Idris said: “The problems that we are solving are no doubt multifaceted, intertwined, and deep-rooted, requiring creative, strategic, decisive, and multi-pronged solutions. These bold moves being implemented are in full alignment with what is required.

“The naira is stabilizing, and the foreign exchange market is seeing a surge of inflows. The latest NBS figures show that capital importation into Nigeria rose by over 66 per cent in Q4 2023, compared with the preceding quarter.

“Sadly, as with any effort to reform and sanitise a system entrenched in long-term malpractice, the CBN’s efforts have been met with ferocious resistance from speculators and other unscrupulous players within and outside our country, who profit from dysfunction and opacity.

“To tackle this, regulatory and enforcement agencies of government have been working round the clock in the past few days, joining forces to address these efforts at undermining the reforms.

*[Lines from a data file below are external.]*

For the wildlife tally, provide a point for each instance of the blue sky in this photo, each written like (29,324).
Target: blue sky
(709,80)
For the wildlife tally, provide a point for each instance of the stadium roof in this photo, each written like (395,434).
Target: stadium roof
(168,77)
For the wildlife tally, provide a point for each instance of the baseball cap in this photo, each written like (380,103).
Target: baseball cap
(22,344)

That strategic alliance has led to the intelligence-led identification, investigation and sanctioning of individuals and organizations involved in illegal activities and sabotage within the forex market.”

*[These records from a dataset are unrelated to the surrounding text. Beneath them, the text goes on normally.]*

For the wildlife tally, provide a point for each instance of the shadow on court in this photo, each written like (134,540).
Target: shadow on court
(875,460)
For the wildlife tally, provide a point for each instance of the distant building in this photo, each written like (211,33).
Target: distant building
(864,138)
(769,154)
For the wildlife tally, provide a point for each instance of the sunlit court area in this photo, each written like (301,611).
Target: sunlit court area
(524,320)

The minister noted that relevant regulatory and security agencies have been directed to remain vigilant to ensure that malpractices capable of undermining the naira are averted and that those engaged in these acts are brought to book.

He stressed that the government will not allow its efforts to be jeopardised, noting that the emerging stability of the naira is in the interest of all Nigerians.

Idris added: “Nigerians should rest assured that the government will continue to take further steps to stabilize the naira and safeguard our economy.

“We will continue to seek the patience and understanding of Nigerians as we push through these difficult times, into a season of abundant benefits and truly renewed hope. As the President never fails to emphasize, these headwinds we are facing are only temporary, and, collectively, we will surely overcome.”